Its majority shareholder, an American hedge fund, took out billions in cash from the company. In 2005, the hedge fund took out $1.5 billion. In 2010, it took out $750 million, and in 2012, it took out $100 million. However, in 2007 there was already a pension shortfall of $36 million and that shortfall continued to widen, reaching $267 million by 2015. There would have been more than enough cash available to Sears Canada to cover its $36-million pension shortfall in 2007, and any other future shortfall, if cash were not being withdrawn from the company at a challenging time, so rules to prohibit dividend stripping when a pension is in a shortfall could be beneficial by allowing a company access to more cash to cover its losses. As a result, that could serve as an effective tool.
Another option could be pension plan insurance, which companies would pay into in the event a pension is unfunded and a company faces insolvency.

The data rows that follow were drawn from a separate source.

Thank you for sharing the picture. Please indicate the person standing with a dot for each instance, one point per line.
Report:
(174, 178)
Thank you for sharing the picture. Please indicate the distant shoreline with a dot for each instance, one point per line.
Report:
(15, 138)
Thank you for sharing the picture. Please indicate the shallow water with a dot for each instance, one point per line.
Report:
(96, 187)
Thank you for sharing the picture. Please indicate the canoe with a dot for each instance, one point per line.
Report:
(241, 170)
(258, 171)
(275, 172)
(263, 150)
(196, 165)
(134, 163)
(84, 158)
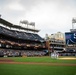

There are different alternatives to solving the problem this bill proposes to address. I believe at committee there will be more alternatives discussed. There we will have a chance to have a full discussion of the benefits and pitfalls to be brought forward and addressed by hearing from witnesses, such as workers, employers, academics, financial institutions and others. I think as we work toward a solution on this issue, we must remain focused on ensuring there is a balanced approach.
The security of pension plans for workers must remain top of mind, but we must also avoid measures that could discourage investors and lenders from trying to save a company in despair. King Solomon would expect nothing less of us.